Ainsi que nous en étions convenus, nous souhaitions que le débat ait lieu en séance. C’est la raison pour laquelle nous proposons seulement maintenant cet amendement de suppression.
M. le président. Quel est l’avis du Gouvernement ?
M. le président. La parole est à Mme Annie Guillemot, pour explication de vote.
Mme Annie Guillemot. Je serai brève.
D’abord, je veux dire qu’il faut peut-être revenir sur la sous-indexation des APL.
Ensuite, même s’il y a de bonnes mesures dans la réforme des APL, il faut faire attention aux jeunes. Il y aura près de 350 000 jeunes qui, s’ils y arrivent, prendront un nouveau job et qui ne toucheront plus l’APL. Il faut absolument abonder et revoir cette réforme en ce sens.

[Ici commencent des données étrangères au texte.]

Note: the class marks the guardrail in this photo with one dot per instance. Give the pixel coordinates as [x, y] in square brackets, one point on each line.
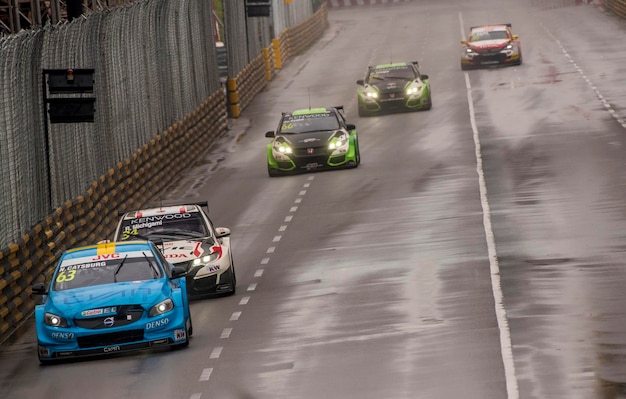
[618, 7]
[131, 183]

M. le président. En conséquence, l’article 2 est supprimé.
Article 3
(Supprimé)
Article 4
Le II de l’article 200 de la loi n° 2019-1479 du 28 décembre 2019 de finances pour 2020 est abrogé.
M. le président. La parole est à M. Julien Bargeton, sur l’article.

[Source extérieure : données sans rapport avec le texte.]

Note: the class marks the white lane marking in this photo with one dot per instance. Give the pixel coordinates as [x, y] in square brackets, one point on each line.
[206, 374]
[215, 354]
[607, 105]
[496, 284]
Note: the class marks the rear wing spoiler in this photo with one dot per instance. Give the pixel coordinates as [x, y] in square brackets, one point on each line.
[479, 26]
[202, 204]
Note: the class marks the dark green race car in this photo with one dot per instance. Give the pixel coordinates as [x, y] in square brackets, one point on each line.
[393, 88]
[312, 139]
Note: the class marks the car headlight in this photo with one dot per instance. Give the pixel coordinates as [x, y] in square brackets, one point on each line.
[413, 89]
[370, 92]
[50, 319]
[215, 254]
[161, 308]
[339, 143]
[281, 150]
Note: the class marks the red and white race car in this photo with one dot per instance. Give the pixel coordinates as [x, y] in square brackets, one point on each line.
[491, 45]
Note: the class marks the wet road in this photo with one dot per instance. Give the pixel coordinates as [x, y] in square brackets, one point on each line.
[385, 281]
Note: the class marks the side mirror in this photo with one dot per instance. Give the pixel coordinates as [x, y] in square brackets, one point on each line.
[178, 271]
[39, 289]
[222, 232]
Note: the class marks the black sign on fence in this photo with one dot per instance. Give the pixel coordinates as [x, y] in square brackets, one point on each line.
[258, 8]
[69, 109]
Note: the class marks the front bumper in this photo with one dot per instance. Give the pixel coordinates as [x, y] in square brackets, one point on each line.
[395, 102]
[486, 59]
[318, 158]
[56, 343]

M. Julien Bargeton. Puisqu’il faut remettre les choses dans leur contexte, il faut aussi mentionner les autres mesures prises par le Gouvernement. Je veux ainsi citer la prime d’activité, l’allocation de solidarité aux personnes âgées (ASPA) et l’allocation aux adultes handicapés, qui ont toutes été revalorisées. Je veux également mentionner la prolongation automatique des minima sociaux et de la trêve hivernale, le lancement d’un plan alimentaire d’urgence, l’aide exceptionnelle versée à 4 millions de ménages en difficulté ou encore l’aide pour les jeunes précaires de moins de 25 ans. J’ai parlé de cela lors de ma prise de parole liminaire.